Senior English major Ben Koch said he and his friends have always talked about auditioning to be a student commencement speaker.
But unfortunately for Koch, he will never receive the opportunity to audition to speak at his own commencement this spring.
This year is the first that student commencement speakers were nominated by executive directors as opposed to years past, when students were able to nominate themselves.
“I found out in weird ways [about the new process,]” Koch said. “I heard through the grapevine that several students were nominated by faculty members and had already gone through several rounds.”
Alan Galsky, vice president for student affairs, asked the executive directors and other team members to nominate students who they believed would be worthy of consideration to be a commencement speaker.
“I and other key administrators strongly felt that one of the highest honors is to be selected to be as a commencement speaker,” Galsky said. “So we handled the nomination process just as we would with any other student award.”
In previous years the commencement committee ran the selection of commencement speakers, and the process was open to any student who wished to apply. Galsky said they changed the process because it is a high honor.
“It was not that the previous process didn’t work,” he said. “We think that it is a higher honor and therefore should be treated in the same respect.”

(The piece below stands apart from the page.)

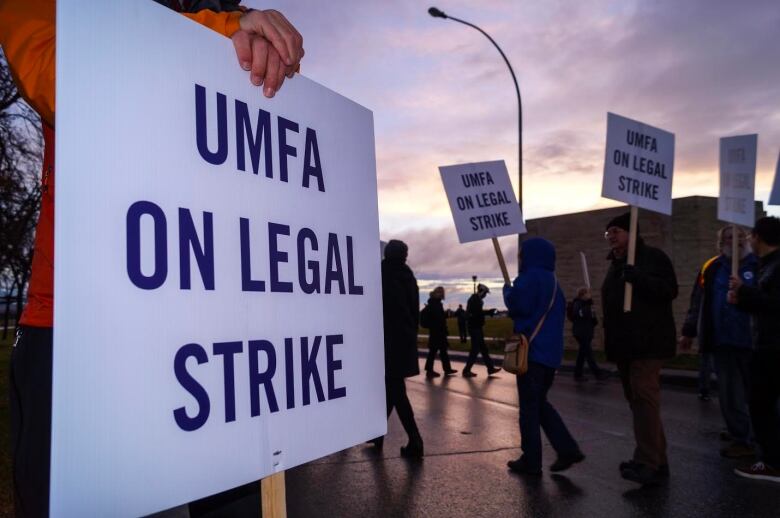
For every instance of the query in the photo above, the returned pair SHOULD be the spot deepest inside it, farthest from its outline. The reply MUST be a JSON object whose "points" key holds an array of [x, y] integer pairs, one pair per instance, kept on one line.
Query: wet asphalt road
{"points": [[470, 431]]}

Koch said he is disappointed that because he was not nominated, he will not be given the chance to speak.
“I have always looked forward to reading a speech, and I wanted to give it a go,” he said. “Auditioning to be a commencement speaker has always been a tradition, but now my chance is gone.”
Koch said it is unfair that this opportunity is now only open to a select number of students.
“I think it goes against what graduation really is,” he said. “I’ve always viewed graduation as something for the students, not just the university. Now not all graduating students have the opportunity to share their feelings and to celebrate the university.”
Galsky said the process has worked so far and he thinks it will be used in the future.
“This is a higher honor and the student nominated and chosen deserves that honor,” he said.
The nomination process consists of three rounds, and the selection committee is leading into its third round with five finalists.
The third round is the final audition, and students have been asked to prepare and present a 5 to 10 minute speech they would use at commencement said Galsky.
“I would like to have the process complete with a finalist and alternative speaker chosen by the third week of April,” he said. “It being the second week of April, I would say we are right on the mark.”